Thanos then seeks out the Runner, who has been using the Space Gem in order to make himself the fastest being in existence. After the Runner destroys Thanos's craft, Thanos reveals to him that he has discovered the true nature of the Infinity Gems; they are, in fact, the physical remnants of a godlike being that existed before the creation of our universe, who committed a form of cosmic suicide out of loneliness. He then uses the Time gem taken from the Gardener to turn the Runner first into an extremely old and decrepit man, and then into an infant. With the infant Runner in hand, he teleports back to the Collector's ship and proceeds to trade the Runner for the Collector's gem, the Reality Gem, which Thanos demonstrates to the astonished Collector has the ability to control reality. The Collector begs Thanos to leave, which he does... but only after allowing the Runner to revert to his normal age and form to take out his anger on the Collector.

Thanos's final target is the Grandmaster, a consummate games-man. With the final gem, the Mind Gem, imprisoned in a random teleportation device that will only deactivate with his death, he informs Thanos that he cannot have the gem until he bests him in a game of his choosing. The two then compete in a virtual reality combat game, which Thanos seems to win until it is shown that the Grandmaster had sabotaged Thanos's weaponry. However, Thanos then reveals that the body with which the Grandmaster had been competing was merely a robotic clone of Thanos; its destruction being inconsequential, the real Thanos proceeds to destroy the gaming equipment, killing the Grandmaster and freeing the Mind Gem.
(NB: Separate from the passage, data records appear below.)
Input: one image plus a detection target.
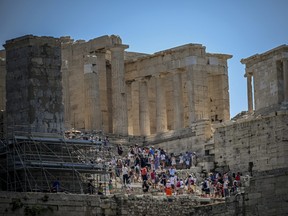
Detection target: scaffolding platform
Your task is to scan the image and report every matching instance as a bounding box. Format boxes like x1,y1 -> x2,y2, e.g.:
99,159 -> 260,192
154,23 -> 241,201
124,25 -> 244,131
0,131 -> 112,193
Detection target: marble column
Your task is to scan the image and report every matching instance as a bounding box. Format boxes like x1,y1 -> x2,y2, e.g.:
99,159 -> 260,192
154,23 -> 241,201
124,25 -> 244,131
283,59 -> 288,102
61,60 -> 72,128
110,45 -> 128,135
126,80 -> 133,135
156,76 -> 167,133
246,72 -> 253,113
173,73 -> 184,130
84,55 -> 102,130
186,66 -> 196,126
95,50 -> 107,133
139,79 -> 150,136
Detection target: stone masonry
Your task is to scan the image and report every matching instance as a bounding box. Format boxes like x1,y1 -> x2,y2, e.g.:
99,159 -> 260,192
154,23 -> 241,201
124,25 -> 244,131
60,35 -> 232,136
4,35 -> 64,133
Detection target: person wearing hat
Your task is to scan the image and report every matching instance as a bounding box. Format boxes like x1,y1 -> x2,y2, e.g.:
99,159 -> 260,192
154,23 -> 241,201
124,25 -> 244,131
165,179 -> 172,196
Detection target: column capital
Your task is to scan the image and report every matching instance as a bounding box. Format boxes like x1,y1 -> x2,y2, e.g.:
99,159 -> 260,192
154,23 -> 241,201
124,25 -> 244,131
84,55 -> 97,64
244,69 -> 253,77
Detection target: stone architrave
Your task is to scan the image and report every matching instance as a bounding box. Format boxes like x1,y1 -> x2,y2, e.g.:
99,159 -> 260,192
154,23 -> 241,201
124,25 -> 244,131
173,72 -> 184,130
156,76 -> 167,133
139,79 -> 150,136
110,45 -> 128,135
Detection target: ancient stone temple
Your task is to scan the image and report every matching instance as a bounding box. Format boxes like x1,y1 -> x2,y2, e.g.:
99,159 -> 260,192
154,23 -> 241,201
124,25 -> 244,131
241,45 -> 288,112
60,35 -> 232,136
5,35 -> 64,133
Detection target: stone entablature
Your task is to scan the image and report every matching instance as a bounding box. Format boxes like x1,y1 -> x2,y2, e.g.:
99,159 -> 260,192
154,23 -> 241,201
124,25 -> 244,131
125,44 -> 232,135
61,35 -> 232,136
241,45 -> 288,113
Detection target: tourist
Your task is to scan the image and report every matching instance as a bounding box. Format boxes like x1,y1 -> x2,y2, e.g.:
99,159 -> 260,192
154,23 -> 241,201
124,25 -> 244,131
122,164 -> 129,186
52,178 -> 60,193
87,179 -> 95,194
142,180 -> 149,193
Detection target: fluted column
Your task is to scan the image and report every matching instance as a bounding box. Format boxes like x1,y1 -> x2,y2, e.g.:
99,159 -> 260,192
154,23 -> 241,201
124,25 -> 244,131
96,50 -> 112,133
110,45 -> 128,135
186,66 -> 196,126
246,73 -> 253,113
61,60 -> 72,128
139,79 -> 150,136
283,59 -> 288,102
173,73 -> 184,129
156,76 -> 167,133
84,55 -> 102,130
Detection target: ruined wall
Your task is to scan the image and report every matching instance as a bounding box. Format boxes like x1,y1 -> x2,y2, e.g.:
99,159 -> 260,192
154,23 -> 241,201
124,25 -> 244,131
5,35 -> 63,132
242,168 -> 288,216
214,111 -> 288,173
0,192 -> 236,216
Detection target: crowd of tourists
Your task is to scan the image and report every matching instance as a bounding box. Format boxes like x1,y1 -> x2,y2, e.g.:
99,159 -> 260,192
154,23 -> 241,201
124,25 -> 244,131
66,133 -> 245,198
110,144 -> 241,198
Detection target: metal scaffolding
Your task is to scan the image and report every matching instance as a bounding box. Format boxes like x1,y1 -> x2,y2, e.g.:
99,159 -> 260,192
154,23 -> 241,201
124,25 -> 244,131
0,125 -> 112,193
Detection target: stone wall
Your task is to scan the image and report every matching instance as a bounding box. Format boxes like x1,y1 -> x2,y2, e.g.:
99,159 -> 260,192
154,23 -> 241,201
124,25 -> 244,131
5,35 -> 63,132
0,168 -> 288,216
241,45 -> 288,111
214,111 -> 288,175
0,192 -> 238,216
241,168 -> 288,216
125,44 -> 232,136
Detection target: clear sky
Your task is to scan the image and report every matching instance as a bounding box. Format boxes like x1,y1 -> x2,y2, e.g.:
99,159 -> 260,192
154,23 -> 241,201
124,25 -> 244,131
0,0 -> 288,117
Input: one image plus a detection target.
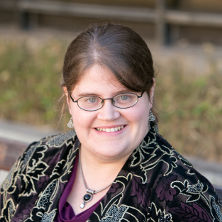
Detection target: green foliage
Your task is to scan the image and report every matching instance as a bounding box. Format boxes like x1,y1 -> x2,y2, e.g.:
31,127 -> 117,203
0,39 -> 222,161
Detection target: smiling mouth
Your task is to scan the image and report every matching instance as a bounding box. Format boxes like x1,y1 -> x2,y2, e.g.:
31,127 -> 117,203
96,125 -> 126,133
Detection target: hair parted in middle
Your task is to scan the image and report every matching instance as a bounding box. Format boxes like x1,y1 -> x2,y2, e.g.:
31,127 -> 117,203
63,23 -> 154,98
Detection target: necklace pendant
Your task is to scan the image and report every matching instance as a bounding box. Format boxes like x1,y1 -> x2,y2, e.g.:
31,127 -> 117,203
80,191 -> 93,209
83,193 -> 93,202
80,202 -> 85,209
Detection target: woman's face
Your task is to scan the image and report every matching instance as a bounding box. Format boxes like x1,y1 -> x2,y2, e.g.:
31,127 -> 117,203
67,64 -> 152,162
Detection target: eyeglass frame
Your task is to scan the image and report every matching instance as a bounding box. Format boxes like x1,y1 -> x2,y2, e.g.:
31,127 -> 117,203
69,91 -> 145,112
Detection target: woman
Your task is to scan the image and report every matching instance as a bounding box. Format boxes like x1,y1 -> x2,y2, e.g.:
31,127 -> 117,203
0,24 -> 222,222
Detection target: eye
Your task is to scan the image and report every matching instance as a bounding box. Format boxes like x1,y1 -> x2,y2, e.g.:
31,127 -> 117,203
114,94 -> 134,104
84,96 -> 99,104
120,95 -> 130,101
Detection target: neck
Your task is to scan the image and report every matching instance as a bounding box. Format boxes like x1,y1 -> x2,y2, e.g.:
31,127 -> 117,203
79,148 -> 126,190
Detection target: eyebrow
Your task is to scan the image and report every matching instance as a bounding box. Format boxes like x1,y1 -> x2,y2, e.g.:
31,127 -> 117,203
78,89 -> 132,97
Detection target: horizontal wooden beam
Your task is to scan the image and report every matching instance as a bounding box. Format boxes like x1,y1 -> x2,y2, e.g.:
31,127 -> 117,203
17,0 -> 155,22
165,10 -> 222,27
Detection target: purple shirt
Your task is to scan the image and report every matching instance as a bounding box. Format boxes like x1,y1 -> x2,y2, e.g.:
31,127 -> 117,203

Thanos returns to Death's sanctum with the six Infinity Gems in his possession, boasting of his achievement and his new-found status as Death's equal. Death congratulates his accomplishment, though still speaks to him through her various minions. When Thanos demands that Death address him personally as her mate, she points out to him, again through her minions, with his newly achieved status of omnipotence, Thanos is not her equal, but her superior, and that it would therefore not be fitting for her to address him directly. Thanos destroys the minion in a fit of anger and stalks from Death's throne room, trying to comprehend his miscalculation, and finally wondering, while shedding a tear, how becoming a god could prove such a hollow victory.

==Collected editions==
The series has been reprinted a number of times, first in a 2000 one-shot and then as part of the Rebirth of Thanos trade paperback which brought together all the pre-Infinity Gauntlet issues dealing with Thanos's return:

- Silver Surfer: Rebirth Of Thanos (collects Silver Surfer #34-38, The Thanos Quest mini-series, and "The Final Flower!" from Logan's Run #6, 224 pages, April 2006, ISBN 0-7851-2046-7)

==In other media==
Some elements of the comic were later loosely adapted in Avengers: Infinity War.